# What is Elviria like as a place to live?



## Chap (Nov 21, 2010)

Hello
we are coming out next month to view a number of villas we have identified in the Calahonda area and also in in Elviria. We think we have an understanding of Calahonda but I have never been to Elviria and of all the properties we are going to view the one villa there is stunning (via the web and brochures anyway!).

Our plan is to move over to live with our 12 year old son and he will go to an international school. If anyone knows Elviria and can give us any feedback on the area it would be appreciated. We are hoping to find an area with a strong community feeling, more residential than holiday homes, hopefully this will mean more children around for my son. It would be nice for there to be a small social hub, especially with locals and local expats ( we are both very sociable people, me golf and a pint the mrs cofee, relaxing and shopping)
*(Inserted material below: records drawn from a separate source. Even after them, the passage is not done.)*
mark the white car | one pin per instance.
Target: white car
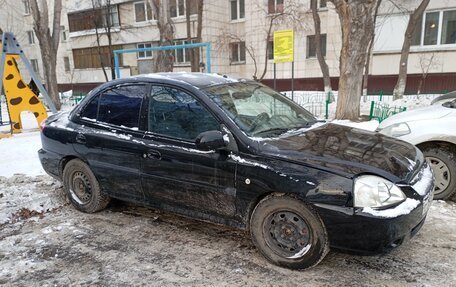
(433, 130)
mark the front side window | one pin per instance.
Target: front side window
(176, 114)
(258, 110)
(119, 106)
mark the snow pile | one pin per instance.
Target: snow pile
(23, 196)
(19, 155)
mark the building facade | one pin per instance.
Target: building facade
(237, 30)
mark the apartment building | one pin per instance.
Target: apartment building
(237, 30)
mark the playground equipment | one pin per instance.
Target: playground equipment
(20, 96)
(117, 53)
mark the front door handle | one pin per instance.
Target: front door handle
(152, 154)
(80, 138)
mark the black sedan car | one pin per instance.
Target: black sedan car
(235, 152)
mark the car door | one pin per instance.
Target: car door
(108, 139)
(174, 172)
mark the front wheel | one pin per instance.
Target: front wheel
(443, 164)
(82, 187)
(288, 232)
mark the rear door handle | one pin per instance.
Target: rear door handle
(152, 154)
(80, 138)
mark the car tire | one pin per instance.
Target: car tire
(442, 157)
(82, 188)
(288, 232)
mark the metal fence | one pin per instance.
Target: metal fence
(380, 111)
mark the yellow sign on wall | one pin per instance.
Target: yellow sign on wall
(283, 46)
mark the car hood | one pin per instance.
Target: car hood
(420, 114)
(348, 152)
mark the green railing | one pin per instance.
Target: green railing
(380, 111)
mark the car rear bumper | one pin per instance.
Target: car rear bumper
(50, 162)
(369, 231)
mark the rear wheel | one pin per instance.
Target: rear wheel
(82, 187)
(288, 232)
(443, 164)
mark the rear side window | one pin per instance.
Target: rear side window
(175, 113)
(120, 106)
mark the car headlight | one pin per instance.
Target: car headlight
(396, 130)
(374, 191)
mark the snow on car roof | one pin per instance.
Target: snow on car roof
(199, 80)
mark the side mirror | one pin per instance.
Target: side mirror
(210, 140)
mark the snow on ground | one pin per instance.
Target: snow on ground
(19, 155)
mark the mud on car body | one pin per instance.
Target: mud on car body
(238, 153)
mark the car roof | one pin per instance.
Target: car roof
(198, 80)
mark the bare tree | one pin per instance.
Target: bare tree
(194, 52)
(321, 60)
(49, 42)
(414, 19)
(165, 60)
(357, 19)
(369, 54)
(426, 64)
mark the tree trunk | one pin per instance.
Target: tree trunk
(49, 43)
(357, 25)
(165, 60)
(415, 17)
(321, 60)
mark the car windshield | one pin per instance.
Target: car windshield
(258, 110)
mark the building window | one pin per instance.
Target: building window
(92, 19)
(26, 6)
(311, 48)
(66, 64)
(271, 50)
(143, 12)
(35, 67)
(64, 35)
(237, 9)
(145, 54)
(31, 37)
(275, 6)
(323, 3)
(237, 52)
(439, 28)
(95, 57)
(182, 56)
(177, 7)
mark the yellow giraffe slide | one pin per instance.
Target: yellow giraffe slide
(19, 95)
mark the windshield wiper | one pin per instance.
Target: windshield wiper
(273, 131)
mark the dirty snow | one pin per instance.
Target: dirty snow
(19, 155)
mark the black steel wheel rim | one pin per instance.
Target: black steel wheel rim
(80, 187)
(287, 234)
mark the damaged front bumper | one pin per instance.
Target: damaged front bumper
(371, 231)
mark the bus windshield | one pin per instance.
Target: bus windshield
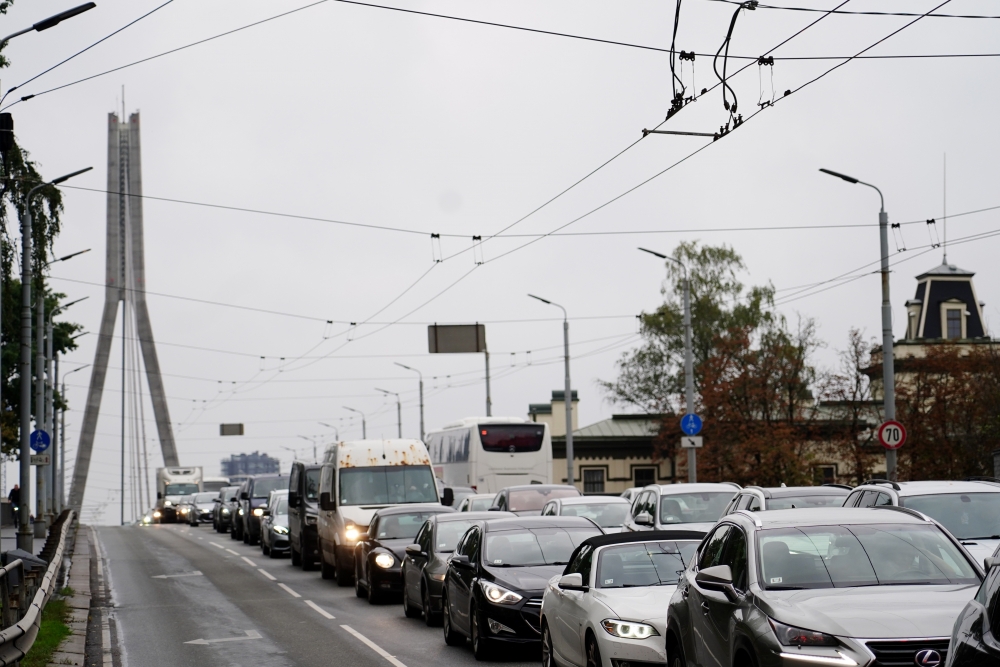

Any info or suggestions of other areas that we should be considering would be welcomed. 

regards
Glenn


----------



## jojo (Sep 20, 2007)

Obviously I dont know your budget, but Elviria is quite expensive and as far as I know the nearest international school is in/near Marbella, Aloha College http://www.nabss.org/test/schools.php?school=aloCollege (a good one by all accounts tho) and again is quite expensive. We looked there when we first did our planning to move to Spain and yes, it is lovely, not sure about the community feel, it felt quite "holiday home-ish" to me - but that was simply cos we went to the beach area and had a walk around, there seemed to be alot of holiday makers there. Anyway, we decided it was a bit too pricey and looked further east!!

Jo xxx


----------



## lynn (Sep 25, 2008)

Chap said:


> Hello
> we are coming out next month to view a number of villas we have identified in the Calahonda area and also in in Elviria. We think we have an understanding of Calahonda but I have never been to Elviria and of all the properties we are going to view the one villa there is stunning (via the web and brochures anyway!).
> 
> Our plan is to move over to live with our 12 year old son and he will go to an international school. If anyone knows Elviria and can give us any feedback on the area it would be appreciated. We are hoping to find an area with a strong community feeling, more residential than holiday homes, hopefully this will mean more children around for my son. It would be nice for there to be a small social hub, especially with locals and local expats ( we are both very sociable people, me golf and a pint the mrs cofee, relaxing and shopping)
> ...


There is the EIC school in Elviria, which has a good reputation (and a hefty price tag!), and I believe there are a number of families based there, although as Jo has said, it is pricey and does swell into a holiday beehive come the summer...
Like Jo, we looked there when we were doing our planning, and we plumped for Mijas instead. Just a matter of taste and feel I guess, but for us, Sunny View was by far the best school and at half the price of EIC, and Mijas had more of a residential feel year round. Horses for courses though, and you need to come and look around. 

Lynn


----------



## Chap (Nov 21, 2010)

lynn said:


> There is the EIC school in Elviria, which has a good reputation (and a hefty price tag!), and I believe there are a number of families based there, although as Jo has said, it is pricey and does swell into a holiday beehive come the summer...
> Like Jo, we looked there when we were doing our planning, and we plumped for Mijas instead. Just a matter of taste and feel I guess, but for us, Sunny View was by far the best school and at half the price of EIC, and Mijas had more of a residential feel year round. Horses for courses though, and you need to come and look around.
> 
> Lynn


Thanks Lynn.
I will send you a private message if that is ok, I have had a great chat with Jo

regards


----------